Data-driven Discovery with Large Generative Models
It addresses the problem of accelerating scientific discovery for researchers by leveraging data without new experiments, but it is incremental as it builds on existing LGM capabilities.
The paper proposes using large generative models (LGMs) like GPT-4 to automate end-to-end data-driven discovery from existing datasets, demonstrating a proof-of-concept called DATAVOYAGER that fulfills some desiderata but faces challenges in achieving reliable systems.

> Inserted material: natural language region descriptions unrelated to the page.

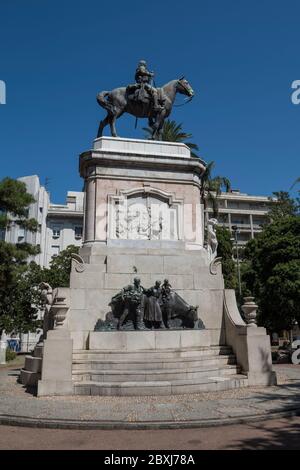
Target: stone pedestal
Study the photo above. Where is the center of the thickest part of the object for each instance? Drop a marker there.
(143, 218)
(57, 364)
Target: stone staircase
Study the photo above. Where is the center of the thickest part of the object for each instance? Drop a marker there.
(171, 371)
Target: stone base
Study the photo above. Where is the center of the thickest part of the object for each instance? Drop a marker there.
(148, 340)
(57, 364)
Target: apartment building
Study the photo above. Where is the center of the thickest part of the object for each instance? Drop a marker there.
(248, 213)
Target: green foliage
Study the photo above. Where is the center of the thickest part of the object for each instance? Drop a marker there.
(284, 206)
(16, 310)
(273, 272)
(173, 132)
(225, 251)
(60, 267)
(14, 204)
(212, 187)
(10, 355)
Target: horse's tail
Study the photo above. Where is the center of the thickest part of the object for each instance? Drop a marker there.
(105, 102)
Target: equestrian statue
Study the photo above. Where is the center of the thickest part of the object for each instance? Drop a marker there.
(142, 100)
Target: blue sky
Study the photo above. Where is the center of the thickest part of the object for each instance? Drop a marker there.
(239, 56)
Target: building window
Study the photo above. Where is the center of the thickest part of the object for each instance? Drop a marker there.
(21, 235)
(78, 233)
(56, 232)
(55, 250)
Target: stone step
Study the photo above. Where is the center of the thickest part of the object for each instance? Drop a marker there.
(38, 351)
(177, 387)
(150, 354)
(29, 378)
(33, 364)
(157, 363)
(153, 375)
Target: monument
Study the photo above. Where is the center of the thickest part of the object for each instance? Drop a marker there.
(146, 312)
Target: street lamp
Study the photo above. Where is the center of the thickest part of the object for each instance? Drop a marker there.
(235, 233)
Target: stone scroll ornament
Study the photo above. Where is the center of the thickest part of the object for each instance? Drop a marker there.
(78, 263)
(212, 242)
(159, 307)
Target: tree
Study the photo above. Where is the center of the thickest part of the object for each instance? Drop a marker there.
(60, 268)
(273, 274)
(224, 250)
(16, 310)
(212, 187)
(282, 205)
(173, 132)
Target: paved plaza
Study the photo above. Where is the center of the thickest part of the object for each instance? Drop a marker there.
(19, 407)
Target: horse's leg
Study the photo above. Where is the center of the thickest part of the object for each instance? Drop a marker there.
(154, 127)
(112, 124)
(102, 125)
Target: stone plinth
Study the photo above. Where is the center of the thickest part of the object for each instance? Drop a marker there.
(148, 340)
(158, 180)
(143, 218)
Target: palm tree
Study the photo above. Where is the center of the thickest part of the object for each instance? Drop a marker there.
(212, 187)
(173, 132)
(295, 182)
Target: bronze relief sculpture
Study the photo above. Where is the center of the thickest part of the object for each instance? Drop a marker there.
(159, 307)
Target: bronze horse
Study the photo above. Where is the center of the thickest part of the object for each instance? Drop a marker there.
(117, 102)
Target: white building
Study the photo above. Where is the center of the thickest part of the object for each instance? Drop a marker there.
(64, 225)
(38, 211)
(248, 213)
(61, 225)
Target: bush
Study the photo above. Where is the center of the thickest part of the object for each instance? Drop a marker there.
(10, 355)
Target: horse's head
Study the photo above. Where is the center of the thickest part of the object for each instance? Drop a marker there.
(184, 87)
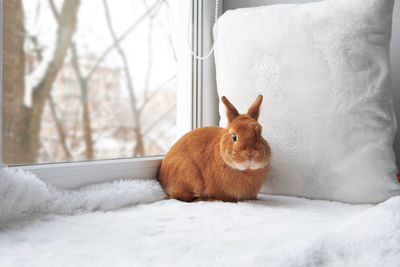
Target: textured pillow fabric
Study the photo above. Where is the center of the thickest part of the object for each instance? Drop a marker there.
(328, 115)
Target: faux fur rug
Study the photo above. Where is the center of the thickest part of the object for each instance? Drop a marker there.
(110, 225)
(23, 195)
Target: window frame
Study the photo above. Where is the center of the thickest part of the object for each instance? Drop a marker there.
(78, 173)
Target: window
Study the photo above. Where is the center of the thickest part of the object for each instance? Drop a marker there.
(111, 81)
(88, 80)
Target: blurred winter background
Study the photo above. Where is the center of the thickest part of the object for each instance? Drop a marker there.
(87, 79)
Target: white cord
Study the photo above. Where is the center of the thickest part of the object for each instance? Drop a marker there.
(189, 32)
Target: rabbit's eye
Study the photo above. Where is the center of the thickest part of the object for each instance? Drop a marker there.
(234, 137)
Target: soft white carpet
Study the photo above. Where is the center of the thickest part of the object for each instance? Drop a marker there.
(272, 231)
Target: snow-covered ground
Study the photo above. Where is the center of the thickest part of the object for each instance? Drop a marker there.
(272, 231)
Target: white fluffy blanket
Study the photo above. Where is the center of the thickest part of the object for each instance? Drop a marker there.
(99, 225)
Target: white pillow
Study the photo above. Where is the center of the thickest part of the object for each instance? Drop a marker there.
(328, 115)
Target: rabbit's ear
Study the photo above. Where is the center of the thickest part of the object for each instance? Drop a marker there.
(254, 110)
(231, 111)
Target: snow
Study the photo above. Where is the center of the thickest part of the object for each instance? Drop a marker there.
(105, 225)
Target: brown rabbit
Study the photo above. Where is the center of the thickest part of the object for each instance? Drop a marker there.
(214, 163)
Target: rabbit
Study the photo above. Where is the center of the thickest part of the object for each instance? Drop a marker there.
(214, 163)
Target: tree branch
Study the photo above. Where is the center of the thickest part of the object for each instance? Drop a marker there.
(118, 40)
(65, 31)
(139, 146)
(60, 128)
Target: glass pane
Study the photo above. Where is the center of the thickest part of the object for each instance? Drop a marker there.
(87, 80)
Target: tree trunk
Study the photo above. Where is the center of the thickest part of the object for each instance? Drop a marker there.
(65, 31)
(21, 124)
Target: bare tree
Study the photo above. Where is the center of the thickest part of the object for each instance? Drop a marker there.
(22, 123)
(139, 146)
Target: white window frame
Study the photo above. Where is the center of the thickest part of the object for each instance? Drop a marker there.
(190, 116)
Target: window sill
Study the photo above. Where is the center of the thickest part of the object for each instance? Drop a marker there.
(75, 174)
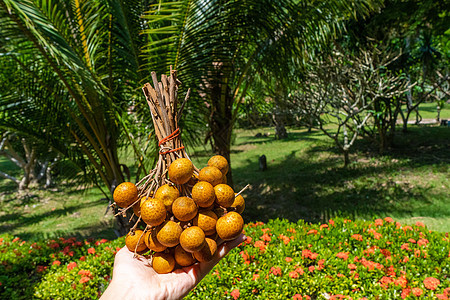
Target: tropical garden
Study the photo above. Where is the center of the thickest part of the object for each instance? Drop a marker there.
(333, 115)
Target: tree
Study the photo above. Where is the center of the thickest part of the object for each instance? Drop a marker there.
(346, 89)
(219, 46)
(78, 65)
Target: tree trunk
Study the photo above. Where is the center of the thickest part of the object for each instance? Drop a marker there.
(220, 120)
(346, 157)
(280, 130)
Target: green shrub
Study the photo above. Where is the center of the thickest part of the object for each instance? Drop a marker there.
(280, 260)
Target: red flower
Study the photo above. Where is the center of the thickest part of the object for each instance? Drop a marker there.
(299, 270)
(261, 245)
(235, 294)
(275, 271)
(420, 224)
(85, 273)
(405, 293)
(405, 246)
(401, 281)
(422, 242)
(343, 255)
(266, 237)
(417, 292)
(40, 269)
(285, 239)
(84, 279)
(313, 256)
(71, 266)
(293, 274)
(385, 280)
(431, 283)
(357, 237)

With the accumulation of data at an unprecedented rate, its potential to fuel scientific discovery is growing exponentially. This position paper urges the Machine Learning (ML) community to exploit the capabilities of large generative models (LGMs) to develop automated systems for end-to-end data-driven discovery -- a paradigm encompassing the search and verification of hypotheses purely from a set of provided datasets, without the need for additional data collection or physical experiments. We first outline several desiderata for an ideal data-driven discovery system. Then, through DATAVOYAGER, a proof-of-concept utilizing GPT-4, we demonstrate how LGMs fulfill several of these desiderata -- a feat previously unattainable -- while also highlighting important limitations in the current system that open up opportunities for novel ML research. We contend that achieving accurate, reliable, and robust end-to-end discovery systems solely through the current capabilities of LGMs is challenging. We instead advocate for fail-proof tool integration, along with active user moderation through feedback mechanisms, to foster data-driven scientific discoveries with efficiency and reproducibility.